I'm looking at how to find generators of finite fields, such as $$ \mathbb{F}_{25} := \frac{\mathbb{Z}_5[x]}{(x^2+2)} $$
or like $S := \dfrac{\mathbb{Z}_5[x]}{(x^2+x+2)}$ in Generators of a quotient ring.
For the second, DonAntonio shows, writing $w = x + (x^2+x+2)$ and equalities mod 3, that
$$\begin{align*}&w\\ &w^2=2w+1\\ &w^3=w(2w+1)=2w^2+w=2(2w+1)+w=w+2+w=2w+2\\ &w^4=w(w^3)=2w^2+2w=2(2w+1)+2w=w+2+2w=2=-1\end{align*}$$
Noting that we need only find an element $g \in S$ such that $g^4 \neq 1$ as by Lagrange the order is then 8.
That works out cleanly, but the image of $x$ by the quotient map isn't a general solution for a general group, which we can see from $y = x + (x^2+2) \in \mathbb{F}_{25}$ has (mod 5)
$$ \begin{align*} &y\\ &y^2 = -2\\ &y^4 = 4 = -1\\ &y^8 = 1\\ \end{align*}$$
so $y$ doesn't generate the units of $\mathbb{F}_{25}$. (Or directly from $y^2 \in \mathbb{Z}_5$ so $y^8 = (y^2)^{(5-1)} = 1$)

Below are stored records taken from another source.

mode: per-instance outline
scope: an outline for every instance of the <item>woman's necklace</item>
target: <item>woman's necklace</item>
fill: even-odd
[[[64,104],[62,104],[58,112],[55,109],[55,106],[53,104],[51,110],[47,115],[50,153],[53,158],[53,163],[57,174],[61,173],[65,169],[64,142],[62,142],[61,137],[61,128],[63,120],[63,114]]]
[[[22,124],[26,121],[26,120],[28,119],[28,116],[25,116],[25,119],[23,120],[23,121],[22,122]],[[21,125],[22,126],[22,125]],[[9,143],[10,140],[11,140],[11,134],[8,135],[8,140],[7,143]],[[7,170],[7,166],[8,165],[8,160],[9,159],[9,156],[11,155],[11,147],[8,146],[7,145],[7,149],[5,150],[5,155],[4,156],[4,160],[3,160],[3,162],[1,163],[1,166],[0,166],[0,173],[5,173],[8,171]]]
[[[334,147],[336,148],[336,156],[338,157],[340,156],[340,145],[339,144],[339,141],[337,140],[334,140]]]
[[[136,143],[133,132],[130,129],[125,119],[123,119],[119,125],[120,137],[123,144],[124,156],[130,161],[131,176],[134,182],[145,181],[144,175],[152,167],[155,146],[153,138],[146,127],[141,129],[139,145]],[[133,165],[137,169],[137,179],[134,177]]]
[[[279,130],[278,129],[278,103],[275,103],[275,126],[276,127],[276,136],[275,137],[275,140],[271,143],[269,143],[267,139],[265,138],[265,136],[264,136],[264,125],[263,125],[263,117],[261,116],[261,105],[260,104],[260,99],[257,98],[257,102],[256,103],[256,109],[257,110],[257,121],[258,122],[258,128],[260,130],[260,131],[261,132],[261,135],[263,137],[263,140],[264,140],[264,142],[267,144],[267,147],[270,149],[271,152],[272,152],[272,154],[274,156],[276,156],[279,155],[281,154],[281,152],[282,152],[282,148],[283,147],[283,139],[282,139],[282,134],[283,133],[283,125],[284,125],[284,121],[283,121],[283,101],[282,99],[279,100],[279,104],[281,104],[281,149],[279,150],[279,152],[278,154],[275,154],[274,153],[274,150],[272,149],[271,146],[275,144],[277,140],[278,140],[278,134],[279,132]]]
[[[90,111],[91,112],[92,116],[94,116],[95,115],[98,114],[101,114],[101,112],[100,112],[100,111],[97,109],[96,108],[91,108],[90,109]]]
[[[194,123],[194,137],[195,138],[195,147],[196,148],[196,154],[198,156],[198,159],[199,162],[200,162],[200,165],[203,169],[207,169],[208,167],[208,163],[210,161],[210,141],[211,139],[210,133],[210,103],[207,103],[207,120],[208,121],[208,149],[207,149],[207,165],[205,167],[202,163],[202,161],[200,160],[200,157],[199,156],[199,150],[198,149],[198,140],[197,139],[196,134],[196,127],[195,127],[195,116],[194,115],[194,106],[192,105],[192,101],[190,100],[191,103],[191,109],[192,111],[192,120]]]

Is there a smarter way for either this specific example, or for a more general $\dfrac{\mathbb{Z}_p[x]}{(f(x))}$ or $\dfrac{\mathbb{Z}[x]}{(g(x))}$ for irreducible $f$ or $g$ than brute-forcing elements in the field until you find one that has the required order?